Plätze, Straßen, Feste, Gespräche im Café: Juan Miñana, eine Art Jungstar der spanischen Literaturszene, macht sich zunächst auf den Weg, das Barcelona seiner eigenen Kindheit wieder zum Leben zu erwecken. Und der Leser folgt ihm gerne. Der 42-Jährige versteht es nämlich, im besten Sinne des Wortes zu unterhalten. Große politische Botschaften, etwa über die alltäglichen Repressionen während der Herrschaft des Caudillo, versucht er erst gar nicht zu verbreiten. Es gibt zwar immer wieder mal Andeutungen, mehr aber nicht. Und das ist auch gut so. Denn ob ihm dieser schwierige Spagat gelungen wäre, ist fraglich.

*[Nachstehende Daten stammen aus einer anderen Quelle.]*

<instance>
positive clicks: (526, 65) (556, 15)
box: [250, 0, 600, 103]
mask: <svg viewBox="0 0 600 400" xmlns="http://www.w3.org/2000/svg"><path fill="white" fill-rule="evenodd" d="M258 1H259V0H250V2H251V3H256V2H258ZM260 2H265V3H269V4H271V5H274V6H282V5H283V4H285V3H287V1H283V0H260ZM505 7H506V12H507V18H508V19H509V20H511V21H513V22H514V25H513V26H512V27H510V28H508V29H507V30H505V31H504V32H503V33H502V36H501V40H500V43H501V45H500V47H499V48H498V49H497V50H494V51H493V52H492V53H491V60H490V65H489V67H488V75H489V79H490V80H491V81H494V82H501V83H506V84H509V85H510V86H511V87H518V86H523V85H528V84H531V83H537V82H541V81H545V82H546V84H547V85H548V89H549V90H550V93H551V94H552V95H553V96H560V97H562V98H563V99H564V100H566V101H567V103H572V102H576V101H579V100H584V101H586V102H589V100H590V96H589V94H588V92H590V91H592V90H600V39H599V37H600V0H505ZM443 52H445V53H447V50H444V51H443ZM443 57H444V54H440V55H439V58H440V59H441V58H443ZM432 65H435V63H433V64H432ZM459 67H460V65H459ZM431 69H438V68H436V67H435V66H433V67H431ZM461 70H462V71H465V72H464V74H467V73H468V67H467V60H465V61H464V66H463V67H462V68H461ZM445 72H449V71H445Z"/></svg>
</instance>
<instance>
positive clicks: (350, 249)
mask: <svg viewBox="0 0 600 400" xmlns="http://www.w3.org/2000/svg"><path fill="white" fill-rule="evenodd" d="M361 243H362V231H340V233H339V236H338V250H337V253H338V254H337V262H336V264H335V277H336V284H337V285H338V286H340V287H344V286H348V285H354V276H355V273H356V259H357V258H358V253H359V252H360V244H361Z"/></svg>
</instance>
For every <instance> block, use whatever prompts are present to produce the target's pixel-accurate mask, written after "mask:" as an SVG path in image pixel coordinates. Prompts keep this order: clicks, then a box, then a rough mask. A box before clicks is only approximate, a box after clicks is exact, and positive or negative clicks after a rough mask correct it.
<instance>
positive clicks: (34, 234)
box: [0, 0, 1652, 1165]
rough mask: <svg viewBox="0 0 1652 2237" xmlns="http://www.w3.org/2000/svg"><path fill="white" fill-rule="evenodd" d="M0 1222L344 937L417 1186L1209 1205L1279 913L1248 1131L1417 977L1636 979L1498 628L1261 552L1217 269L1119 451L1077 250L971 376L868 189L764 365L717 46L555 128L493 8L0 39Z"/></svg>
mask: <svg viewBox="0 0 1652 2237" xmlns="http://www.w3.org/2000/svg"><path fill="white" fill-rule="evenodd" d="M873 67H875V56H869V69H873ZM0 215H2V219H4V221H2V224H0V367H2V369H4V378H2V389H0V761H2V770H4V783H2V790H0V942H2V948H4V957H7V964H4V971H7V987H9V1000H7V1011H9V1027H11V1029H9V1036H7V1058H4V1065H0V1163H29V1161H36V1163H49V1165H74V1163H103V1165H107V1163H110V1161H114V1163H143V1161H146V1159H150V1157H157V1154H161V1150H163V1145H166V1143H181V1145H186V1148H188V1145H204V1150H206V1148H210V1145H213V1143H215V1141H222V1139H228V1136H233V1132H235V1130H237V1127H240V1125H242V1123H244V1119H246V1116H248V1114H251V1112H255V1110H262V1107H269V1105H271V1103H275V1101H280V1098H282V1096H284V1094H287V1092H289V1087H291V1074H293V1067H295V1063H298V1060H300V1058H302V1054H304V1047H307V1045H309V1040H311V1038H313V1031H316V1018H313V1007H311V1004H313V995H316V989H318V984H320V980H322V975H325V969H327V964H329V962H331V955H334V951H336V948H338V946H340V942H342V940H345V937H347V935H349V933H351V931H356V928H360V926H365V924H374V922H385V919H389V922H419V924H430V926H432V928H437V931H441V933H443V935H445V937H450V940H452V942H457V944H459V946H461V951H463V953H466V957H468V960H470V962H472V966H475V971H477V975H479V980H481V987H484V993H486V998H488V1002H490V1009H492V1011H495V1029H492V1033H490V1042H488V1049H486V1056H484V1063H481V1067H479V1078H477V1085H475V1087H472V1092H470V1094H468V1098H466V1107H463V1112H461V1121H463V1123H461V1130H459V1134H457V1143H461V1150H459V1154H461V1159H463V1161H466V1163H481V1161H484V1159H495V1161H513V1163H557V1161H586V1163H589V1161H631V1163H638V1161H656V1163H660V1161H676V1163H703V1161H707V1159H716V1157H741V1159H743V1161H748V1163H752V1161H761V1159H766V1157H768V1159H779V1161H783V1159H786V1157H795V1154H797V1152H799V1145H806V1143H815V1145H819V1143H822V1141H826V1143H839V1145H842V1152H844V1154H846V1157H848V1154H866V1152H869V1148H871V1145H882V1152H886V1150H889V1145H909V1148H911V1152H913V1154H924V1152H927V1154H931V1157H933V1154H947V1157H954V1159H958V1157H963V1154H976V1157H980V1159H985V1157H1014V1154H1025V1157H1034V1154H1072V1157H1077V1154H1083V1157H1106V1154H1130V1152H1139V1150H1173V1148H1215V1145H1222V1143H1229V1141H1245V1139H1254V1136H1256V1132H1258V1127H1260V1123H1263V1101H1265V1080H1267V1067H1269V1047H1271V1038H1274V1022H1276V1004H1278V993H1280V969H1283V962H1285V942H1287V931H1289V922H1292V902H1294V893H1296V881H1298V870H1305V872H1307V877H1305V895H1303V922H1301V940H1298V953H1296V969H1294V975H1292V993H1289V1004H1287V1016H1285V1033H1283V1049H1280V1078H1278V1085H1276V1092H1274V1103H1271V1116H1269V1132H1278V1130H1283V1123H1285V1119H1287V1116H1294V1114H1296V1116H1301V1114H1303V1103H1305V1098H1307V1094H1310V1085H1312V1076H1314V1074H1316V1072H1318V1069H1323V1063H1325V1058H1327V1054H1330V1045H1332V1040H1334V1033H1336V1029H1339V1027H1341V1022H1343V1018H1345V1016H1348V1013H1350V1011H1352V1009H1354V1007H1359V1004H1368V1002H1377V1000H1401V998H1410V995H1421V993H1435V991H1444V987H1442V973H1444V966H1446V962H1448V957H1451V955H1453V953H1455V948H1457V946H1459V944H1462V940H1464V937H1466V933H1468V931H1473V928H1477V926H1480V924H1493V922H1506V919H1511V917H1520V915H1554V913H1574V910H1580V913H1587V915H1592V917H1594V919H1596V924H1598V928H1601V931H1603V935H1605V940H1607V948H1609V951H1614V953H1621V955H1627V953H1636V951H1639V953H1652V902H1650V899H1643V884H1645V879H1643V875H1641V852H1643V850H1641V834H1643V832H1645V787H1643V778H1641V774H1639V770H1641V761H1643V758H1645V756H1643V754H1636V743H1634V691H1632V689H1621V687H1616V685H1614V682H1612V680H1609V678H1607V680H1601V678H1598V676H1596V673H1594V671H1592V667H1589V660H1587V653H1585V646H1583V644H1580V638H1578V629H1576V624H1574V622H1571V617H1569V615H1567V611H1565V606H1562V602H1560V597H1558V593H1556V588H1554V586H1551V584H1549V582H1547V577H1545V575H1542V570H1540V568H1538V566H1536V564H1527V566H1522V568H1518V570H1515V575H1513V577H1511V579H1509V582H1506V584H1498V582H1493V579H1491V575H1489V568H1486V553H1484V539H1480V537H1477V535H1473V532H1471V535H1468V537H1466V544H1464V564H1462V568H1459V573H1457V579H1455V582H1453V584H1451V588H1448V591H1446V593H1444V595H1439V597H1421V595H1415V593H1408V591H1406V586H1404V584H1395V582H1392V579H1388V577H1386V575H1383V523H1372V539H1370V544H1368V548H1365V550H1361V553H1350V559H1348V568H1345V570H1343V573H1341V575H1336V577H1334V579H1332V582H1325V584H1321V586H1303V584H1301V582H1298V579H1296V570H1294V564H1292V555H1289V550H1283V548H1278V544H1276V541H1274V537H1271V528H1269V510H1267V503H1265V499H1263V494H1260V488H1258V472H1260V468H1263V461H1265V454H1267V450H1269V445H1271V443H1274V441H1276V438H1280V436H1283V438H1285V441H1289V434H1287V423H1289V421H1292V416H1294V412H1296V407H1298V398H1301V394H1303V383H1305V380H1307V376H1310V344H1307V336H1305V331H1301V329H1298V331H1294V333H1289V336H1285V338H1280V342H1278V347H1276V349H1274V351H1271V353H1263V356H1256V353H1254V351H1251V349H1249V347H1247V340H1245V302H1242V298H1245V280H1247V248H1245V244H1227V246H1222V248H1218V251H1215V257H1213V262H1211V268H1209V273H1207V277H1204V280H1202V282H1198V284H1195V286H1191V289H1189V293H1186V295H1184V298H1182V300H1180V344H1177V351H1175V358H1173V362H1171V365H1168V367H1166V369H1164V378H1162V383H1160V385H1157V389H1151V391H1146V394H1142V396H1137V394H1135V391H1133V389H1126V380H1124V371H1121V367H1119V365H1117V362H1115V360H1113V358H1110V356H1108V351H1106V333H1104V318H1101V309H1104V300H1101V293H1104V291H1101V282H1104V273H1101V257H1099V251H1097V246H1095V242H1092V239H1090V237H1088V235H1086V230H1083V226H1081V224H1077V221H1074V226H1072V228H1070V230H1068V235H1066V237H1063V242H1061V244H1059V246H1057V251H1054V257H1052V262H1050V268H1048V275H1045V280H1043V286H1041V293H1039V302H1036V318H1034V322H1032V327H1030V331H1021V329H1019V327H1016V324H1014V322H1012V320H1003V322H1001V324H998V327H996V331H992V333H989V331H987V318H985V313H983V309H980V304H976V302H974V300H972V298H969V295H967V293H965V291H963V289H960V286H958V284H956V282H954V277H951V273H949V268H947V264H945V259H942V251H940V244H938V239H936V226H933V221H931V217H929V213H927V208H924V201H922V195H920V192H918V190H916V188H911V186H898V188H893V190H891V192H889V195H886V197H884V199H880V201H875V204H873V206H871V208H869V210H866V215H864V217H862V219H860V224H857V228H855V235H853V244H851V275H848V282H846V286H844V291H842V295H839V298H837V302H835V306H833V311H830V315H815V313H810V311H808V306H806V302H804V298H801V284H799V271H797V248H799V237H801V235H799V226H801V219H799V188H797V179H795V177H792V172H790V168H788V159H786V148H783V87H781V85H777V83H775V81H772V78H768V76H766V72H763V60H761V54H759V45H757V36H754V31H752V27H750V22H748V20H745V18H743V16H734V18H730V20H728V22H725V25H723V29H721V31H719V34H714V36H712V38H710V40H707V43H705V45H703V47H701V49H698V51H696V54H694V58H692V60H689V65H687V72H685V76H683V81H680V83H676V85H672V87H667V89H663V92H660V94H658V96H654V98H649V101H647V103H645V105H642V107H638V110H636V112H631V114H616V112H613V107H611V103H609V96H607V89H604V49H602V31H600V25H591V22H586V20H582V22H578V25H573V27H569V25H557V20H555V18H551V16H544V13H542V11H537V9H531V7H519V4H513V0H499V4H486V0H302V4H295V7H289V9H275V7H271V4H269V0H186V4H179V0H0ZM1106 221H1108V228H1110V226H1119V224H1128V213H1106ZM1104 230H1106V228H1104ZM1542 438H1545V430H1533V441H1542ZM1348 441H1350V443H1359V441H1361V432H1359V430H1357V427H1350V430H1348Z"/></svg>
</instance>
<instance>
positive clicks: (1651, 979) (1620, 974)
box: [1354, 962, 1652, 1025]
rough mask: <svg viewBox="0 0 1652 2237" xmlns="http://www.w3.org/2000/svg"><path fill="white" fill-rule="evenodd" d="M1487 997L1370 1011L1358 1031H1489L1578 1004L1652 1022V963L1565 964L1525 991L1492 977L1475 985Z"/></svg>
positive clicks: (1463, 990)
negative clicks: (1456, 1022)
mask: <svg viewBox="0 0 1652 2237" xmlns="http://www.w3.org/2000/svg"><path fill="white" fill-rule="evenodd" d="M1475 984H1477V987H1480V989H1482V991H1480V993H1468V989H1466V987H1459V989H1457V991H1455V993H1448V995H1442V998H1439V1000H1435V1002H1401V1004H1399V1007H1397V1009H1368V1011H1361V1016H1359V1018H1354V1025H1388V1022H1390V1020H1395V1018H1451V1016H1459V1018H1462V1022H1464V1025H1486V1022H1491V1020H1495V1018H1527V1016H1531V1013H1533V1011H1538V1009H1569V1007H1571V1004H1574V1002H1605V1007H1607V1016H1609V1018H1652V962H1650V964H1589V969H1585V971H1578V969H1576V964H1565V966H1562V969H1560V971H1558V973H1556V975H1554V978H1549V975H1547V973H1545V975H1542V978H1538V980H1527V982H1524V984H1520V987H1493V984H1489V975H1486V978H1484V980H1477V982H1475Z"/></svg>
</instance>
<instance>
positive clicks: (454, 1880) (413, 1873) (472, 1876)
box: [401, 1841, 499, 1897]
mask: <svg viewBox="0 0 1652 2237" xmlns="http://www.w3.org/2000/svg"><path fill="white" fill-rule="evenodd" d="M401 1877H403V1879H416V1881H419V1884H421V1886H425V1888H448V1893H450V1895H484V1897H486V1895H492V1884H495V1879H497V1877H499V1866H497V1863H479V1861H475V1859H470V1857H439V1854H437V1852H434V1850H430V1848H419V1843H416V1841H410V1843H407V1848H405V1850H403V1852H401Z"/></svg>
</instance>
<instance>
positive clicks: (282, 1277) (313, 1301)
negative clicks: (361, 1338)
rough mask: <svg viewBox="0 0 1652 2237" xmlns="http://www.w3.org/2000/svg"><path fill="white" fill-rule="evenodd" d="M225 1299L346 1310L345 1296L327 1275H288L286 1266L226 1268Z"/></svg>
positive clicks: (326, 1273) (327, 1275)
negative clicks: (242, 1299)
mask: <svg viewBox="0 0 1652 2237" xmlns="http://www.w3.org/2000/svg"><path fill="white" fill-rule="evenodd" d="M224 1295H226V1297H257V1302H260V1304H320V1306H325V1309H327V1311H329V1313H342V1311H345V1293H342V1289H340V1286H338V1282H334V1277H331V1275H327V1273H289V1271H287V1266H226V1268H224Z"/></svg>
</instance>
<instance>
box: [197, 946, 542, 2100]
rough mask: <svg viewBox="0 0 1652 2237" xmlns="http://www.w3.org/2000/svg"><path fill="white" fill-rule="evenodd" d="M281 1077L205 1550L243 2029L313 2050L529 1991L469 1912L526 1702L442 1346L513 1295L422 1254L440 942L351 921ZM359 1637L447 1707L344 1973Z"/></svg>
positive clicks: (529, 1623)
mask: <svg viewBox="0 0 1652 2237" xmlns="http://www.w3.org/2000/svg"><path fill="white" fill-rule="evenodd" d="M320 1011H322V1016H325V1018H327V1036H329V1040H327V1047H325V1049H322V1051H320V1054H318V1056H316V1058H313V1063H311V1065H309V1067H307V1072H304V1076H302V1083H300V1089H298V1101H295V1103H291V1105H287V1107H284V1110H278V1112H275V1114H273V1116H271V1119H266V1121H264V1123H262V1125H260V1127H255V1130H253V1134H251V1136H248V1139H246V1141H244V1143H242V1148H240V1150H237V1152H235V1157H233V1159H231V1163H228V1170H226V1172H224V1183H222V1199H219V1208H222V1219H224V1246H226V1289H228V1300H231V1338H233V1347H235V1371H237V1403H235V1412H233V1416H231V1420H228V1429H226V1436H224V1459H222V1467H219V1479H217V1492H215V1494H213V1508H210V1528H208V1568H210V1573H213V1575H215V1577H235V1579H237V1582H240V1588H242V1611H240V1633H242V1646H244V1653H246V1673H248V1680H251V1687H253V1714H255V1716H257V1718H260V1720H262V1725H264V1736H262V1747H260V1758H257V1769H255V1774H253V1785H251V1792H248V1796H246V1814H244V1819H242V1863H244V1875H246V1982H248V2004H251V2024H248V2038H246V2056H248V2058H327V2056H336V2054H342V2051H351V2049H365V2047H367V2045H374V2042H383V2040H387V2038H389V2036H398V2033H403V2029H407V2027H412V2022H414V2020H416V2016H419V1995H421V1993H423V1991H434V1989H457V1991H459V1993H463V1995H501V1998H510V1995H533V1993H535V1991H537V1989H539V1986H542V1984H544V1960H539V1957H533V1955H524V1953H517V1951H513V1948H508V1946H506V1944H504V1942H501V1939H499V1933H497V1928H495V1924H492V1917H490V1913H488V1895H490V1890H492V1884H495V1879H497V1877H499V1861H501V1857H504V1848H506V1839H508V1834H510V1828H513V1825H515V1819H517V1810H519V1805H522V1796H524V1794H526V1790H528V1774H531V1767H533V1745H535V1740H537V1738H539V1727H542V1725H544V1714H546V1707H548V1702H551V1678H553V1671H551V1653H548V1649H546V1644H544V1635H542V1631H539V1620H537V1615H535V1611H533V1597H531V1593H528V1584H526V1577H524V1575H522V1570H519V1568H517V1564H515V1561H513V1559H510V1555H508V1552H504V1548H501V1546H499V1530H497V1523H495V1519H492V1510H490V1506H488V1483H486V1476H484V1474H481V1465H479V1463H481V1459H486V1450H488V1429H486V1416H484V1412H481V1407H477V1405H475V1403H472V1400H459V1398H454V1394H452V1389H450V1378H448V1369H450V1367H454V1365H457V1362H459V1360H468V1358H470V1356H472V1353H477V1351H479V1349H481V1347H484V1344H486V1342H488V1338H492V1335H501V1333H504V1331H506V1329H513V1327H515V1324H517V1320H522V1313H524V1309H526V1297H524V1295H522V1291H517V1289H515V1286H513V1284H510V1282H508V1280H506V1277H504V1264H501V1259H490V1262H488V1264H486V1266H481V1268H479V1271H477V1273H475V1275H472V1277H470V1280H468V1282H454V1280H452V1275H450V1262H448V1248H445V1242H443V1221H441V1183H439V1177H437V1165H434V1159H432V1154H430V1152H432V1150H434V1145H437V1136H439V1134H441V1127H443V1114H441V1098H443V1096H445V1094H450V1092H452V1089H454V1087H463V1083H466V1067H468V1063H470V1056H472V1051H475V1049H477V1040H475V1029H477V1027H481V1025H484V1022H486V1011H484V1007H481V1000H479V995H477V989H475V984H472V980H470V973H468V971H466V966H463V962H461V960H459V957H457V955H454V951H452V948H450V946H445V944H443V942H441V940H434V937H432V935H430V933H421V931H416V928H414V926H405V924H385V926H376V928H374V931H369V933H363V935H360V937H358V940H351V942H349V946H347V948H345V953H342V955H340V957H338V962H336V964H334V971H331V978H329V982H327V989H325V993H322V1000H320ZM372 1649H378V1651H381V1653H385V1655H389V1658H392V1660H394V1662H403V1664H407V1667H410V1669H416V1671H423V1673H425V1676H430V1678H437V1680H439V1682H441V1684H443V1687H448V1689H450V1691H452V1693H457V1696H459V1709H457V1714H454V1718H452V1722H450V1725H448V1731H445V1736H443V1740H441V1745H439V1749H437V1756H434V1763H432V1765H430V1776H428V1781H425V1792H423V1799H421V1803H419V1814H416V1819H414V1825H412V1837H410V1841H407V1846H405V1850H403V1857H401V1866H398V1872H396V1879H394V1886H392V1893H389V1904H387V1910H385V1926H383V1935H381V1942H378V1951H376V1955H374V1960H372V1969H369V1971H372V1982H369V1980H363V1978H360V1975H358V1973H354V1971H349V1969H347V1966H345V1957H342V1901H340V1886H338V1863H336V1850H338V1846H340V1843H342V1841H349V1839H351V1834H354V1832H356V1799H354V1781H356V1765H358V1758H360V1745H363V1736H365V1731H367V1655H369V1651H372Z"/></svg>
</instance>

Miñana konzentriert sich stattdessen auf das, was er wirklich gut kann: erzählen. Vor allem bei der Hommage auf John Wayne kommt das zum Tragen. Für das zuweilen unbeherrschte, weil auch mal zuschlagende Rauhbein mit dem großen Herzen und das Kino, das er repräsentiert, empfindet der Autor wirklich Zuneigung. Und dieser kleinen Liebeserklärung kann sich auf Dauer auch der Leser nicht entziehen.

Am Ende haben alle irgendwie verloren. John Wayne taucht zwar nach durchzechter Nacht wieder auf, der Film aber wird ein Flop. Der ortskundige Helfer des Regieassistenten hat den abhanden gekommenen Schauspieler zwar aufgetrieben, aus der Hollywood-Karriere wird dennoch nichts. Die macht sein bester Freund, der ohnehin schon (dank der Familie) auf dem Weg nach oben war. Und die guten alten Western werden künftig sowieso als Billigproduktionen am Fließband produziert.

Muss man nun den guten alten Zeiten nachtrauern? Nicht, wenn die Erinnerung daran so unterhaltsam daher kommt, wie Juan Miñanas Nachrichten aus einer unwirklichen Welt.